Understanding the Model Service Design

This model service implements several production patterns:

Singleton Pattern: We create one global model_service instance that’s shared across the entire application. This prevents loading multiple copies of the model into memory.
Async/Await Support: The service uses async/await for non-blocking operations. This is crucial for web APIs that need to handle multiple concurrent requests.
Thread Safety: The asyncio.Lock() ensures that model loading is thread-safe, preventing race conditions if multiple requests try to load the model simultaneously.
Comprehensive Error Handling: Every method includes try/catch blocks with specific error messages. This prevents cryptic errors from reaching users.
Performance Monitoring: The service tracks prediction counts, timing, and other metrics. This data is essential for monitoring production performance.
Health Checks: The is_healthy() method provides a simple way for load balancers and monitoring systems to check if the service is working.

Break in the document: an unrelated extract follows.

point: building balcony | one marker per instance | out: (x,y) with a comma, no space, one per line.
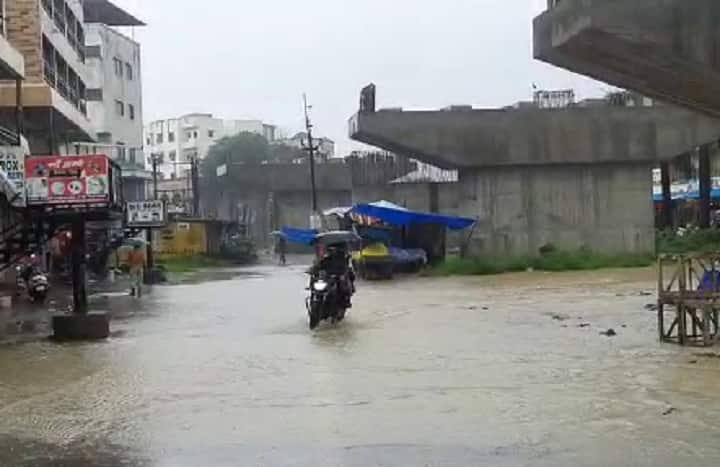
(12,63)
(45,109)
(665,49)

Next, let’s create an image service that handles the preprocessing pipeline from Part 1, adapted for real-time API use.

Image Processing Service: From Upload to Model Input

Our API needs to transform uploaded images into the exact format our PyramidNet model expects. This involves recreating the preprocessing pipeline from Part 1, but adapted for single images received through HTTP requests rather than batch processing.

Understanding Image Service Requirements

When users upload images to our API, we face several challenges:

Format Variety: Users might upload JPEG, PNG, GIF, or other formats. We need to handle all common image types gracefully.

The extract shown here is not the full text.